Dr. Rice ist ein Mutanten-Gegner in bewährter Tradition, der
das vermeintlich Böse in Gestalt der Mutanten vernichten möchte aber
gleichzeitig fasziniert von deren Fähigkeiten nach Möglichkeiten suchte, sich
diese zunutze zu machen. Unter seiner Leitung wurden daher Kinder als
menschliche Waffen gezüchtet, eine Weiterführung des ohnehin perversen Gedanken
der Kindersoldaten. Nachdem eine Nachfolgeprojekt – die Entwicklung von
erwachsenen Klon-Kriegern – jedoch größere Erfolge verspricht, sollen die
Kinder eliminiert werden, was von mitleidigen Menschen verhindert wird. Die
Kinder entkommen – unter ihnen auch Laura – machen sich auf den Weg an einen
Ort, von wo sie sich in Sicherheit bringen können, eben jenes Eden, und die
Cyborg-Truppe hat den Auftrag, dies zu verhindern.

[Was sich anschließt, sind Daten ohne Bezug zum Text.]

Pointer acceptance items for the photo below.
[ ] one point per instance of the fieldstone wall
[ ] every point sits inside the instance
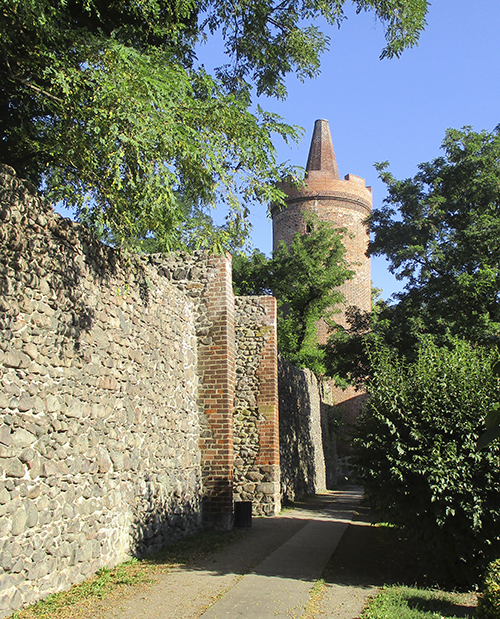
(126, 383)
(304, 439)
(255, 426)
(99, 429)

Der Film sucht – und findet – eine gelungene Balance
zwischen vertrauten Elementen und Neuem, gefühlvollen Momenten und harter
Action. Logans bekannte berserkerhafte Wutausbrüchen lassen diesmal Blut
spritzen und Körperteile abtrennen, ein Anblick vielleicht nicht nach
jedermanns Geschmack, aber konsequent und dem letzten Abenteuer Logans
angemessen. Neben den furiosen Gewaltszenen steht aber im Vordergrund die Frage
nach Vergänglichkeit und Alter, dem Aufgeben von Gewohntem, Aufbruch und
Neuanfang. Die Zeit von Charles und auch Logan ist vorüber, selbst ein
scheinbar unsterblicher Krieger wird irgendwann müde und ist verbraucht, dies
auch dem Material geschuldet, das ihm lange Zeit so viel Stärke und
Unbesiegbarkeit verliehen hat, nun aber gegen ihn arbeitet. Es mag uns nicht
gefallen, den liebgewordenen unverwundbaren Helden in einem solch lamentablen
Zustand zu sehen, aber so ist nun mal der Lauf der Dinge. Man hat versucht, aus
ihm eine Waffe zu machen, aber er ist und bleibt ein Mensch, dessen
Lebensspanne endlich ist und der mit denselben Alterserscheinungen zu kämpfen
hat, wie jeder andere, der sich auch schon einmal widerwillig die Lesebrille
aufsetzen muss, weil die Augen nicht mehr mitmachen wie gewohnt, der sich, sein
Ende vor Augen, noch einmal aufbäumt, sich selbst zu opfern, um das was er als
seine Mission erkannt hat, zu erfüllen. Dabei wird er mit der neuen furchtbaren
Waffe aus Dr. Rice’ Labor konfrontiert, die fast alles vernichtet, bis die
kleine Laura eingreift und sich als würdige Widergängerin ihres Vaters erweist.
Zurück bleibt die Hoffnung, die allen Menschen innewohnt, dass mit dem eigenen
Tod nicht alles zu Ende ist, sondern eine neue Generation sich auf den Weg
macht, wie Laura und ihre Freunde.
James Mangold hat bei seinem Werk eine Menge aufgeboten,
vertraute Western-Mythen – der Film „Shane“ wird in einer längeren Szenen
zitiert – und das immerwährende Thema vom einsamen Helden, der (meist)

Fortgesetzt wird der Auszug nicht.